IARCS Verification Seminar Series




Title: Coverage Types: Underapproximate Refinement Types for Generator Coverage

Speaker: Ashish Mishra    (bio) (bio)


Ashish Mishra obtained his PhD from IISc Bangalore. He was subsequently a post-doctoral researcher at Northeastern University and Purdue University, before joining IIT Hyderabad as an Assistant Professor in 2024. Ashish's research interests are broadly in Program Verification and Synthesis, Functional Programming and Type Systems.




When: Tuesday, 07 April 2026 at 1900 hrs (IST)  

Meeting Details: Zoom link, ID: 891 6409 4870, Passcode: 082194

Abstract:
Property-based testing (PBT) has become a widely used technique for validating semantic properties of programs by automatically generating test inputs that satisfy user-specified preconditions. In practice, however, the effectiveness of PBT depends critically on the quality of input generators. When preconditions describe rich structural constraints, purely random generators rarely produce many valid inputs, forcing developers to write specialized generators by hand. Unfortunately, such generators are often incomplete, i.e., they may fail to produce many valid inputs, limiting the behaviors explored during testing. However, it is not readily apparent how to validate whether a particular generator provides sufficient coverage against a given precondition. Typically, developers must rely on manual inspection and post-hoc analysis.

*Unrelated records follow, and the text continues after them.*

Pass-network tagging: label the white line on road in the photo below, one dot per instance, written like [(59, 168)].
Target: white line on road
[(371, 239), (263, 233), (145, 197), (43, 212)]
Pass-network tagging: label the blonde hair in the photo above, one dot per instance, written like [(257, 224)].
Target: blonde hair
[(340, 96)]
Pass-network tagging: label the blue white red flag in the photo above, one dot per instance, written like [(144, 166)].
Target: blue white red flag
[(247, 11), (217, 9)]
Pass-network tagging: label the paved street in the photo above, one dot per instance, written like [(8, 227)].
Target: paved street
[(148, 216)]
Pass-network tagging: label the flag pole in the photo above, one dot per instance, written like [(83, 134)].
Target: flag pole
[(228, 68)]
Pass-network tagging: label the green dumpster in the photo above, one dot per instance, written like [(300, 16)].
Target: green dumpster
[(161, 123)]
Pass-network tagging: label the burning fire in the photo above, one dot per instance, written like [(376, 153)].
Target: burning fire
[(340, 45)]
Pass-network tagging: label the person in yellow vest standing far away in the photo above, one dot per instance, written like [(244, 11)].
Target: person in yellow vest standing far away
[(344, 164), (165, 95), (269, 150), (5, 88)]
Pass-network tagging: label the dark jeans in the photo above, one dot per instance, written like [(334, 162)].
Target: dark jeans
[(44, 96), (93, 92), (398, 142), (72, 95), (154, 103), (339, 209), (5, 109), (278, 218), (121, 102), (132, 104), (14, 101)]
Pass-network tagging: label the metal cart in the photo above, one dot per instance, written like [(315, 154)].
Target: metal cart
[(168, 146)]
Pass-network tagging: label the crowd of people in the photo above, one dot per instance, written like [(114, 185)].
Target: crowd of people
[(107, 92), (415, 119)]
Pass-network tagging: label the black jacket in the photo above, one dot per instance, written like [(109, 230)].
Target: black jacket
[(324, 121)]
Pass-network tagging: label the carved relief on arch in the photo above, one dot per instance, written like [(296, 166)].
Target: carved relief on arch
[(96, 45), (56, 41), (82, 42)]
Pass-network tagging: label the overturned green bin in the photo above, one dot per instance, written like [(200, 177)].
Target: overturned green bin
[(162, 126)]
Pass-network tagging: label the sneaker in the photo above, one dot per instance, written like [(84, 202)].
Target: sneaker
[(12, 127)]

In this talk, I will present a refinement type-based framework for reasoning about the coverage of test input generators. Our key idea is coverage types, an interpretation of refinement types that captures must-style guarantees about the values a program will produce, rather than the traditional may-style approximation of possible outputs. Conceptually, coverage types bring ideas from Incorrectness logic and underapproximate reasoning into the type system. The types associated with expressions now capture the set of values guaranteed to be produced by an expression, rather than the typical formulation that uses types to represent the set of values an expression may produce. This automated, underapproximate reasoning mechanism allows us to formally verify coverage properties of generators in a higher-order functional language with inductive data types.

Building on this foundation, I will also describe a synthesis-based program repair technique that automatically patches incomplete generators by enumerating candidate repairs guided by coverage types. Together, these ideas enable both verification and automated repair of test generators, providing stronger guarantees about the effectiveness of property-based testing and illustrating how incorrectness-style, underapproximate reasoning can be integrated with modern type systems to support practical testing workflows.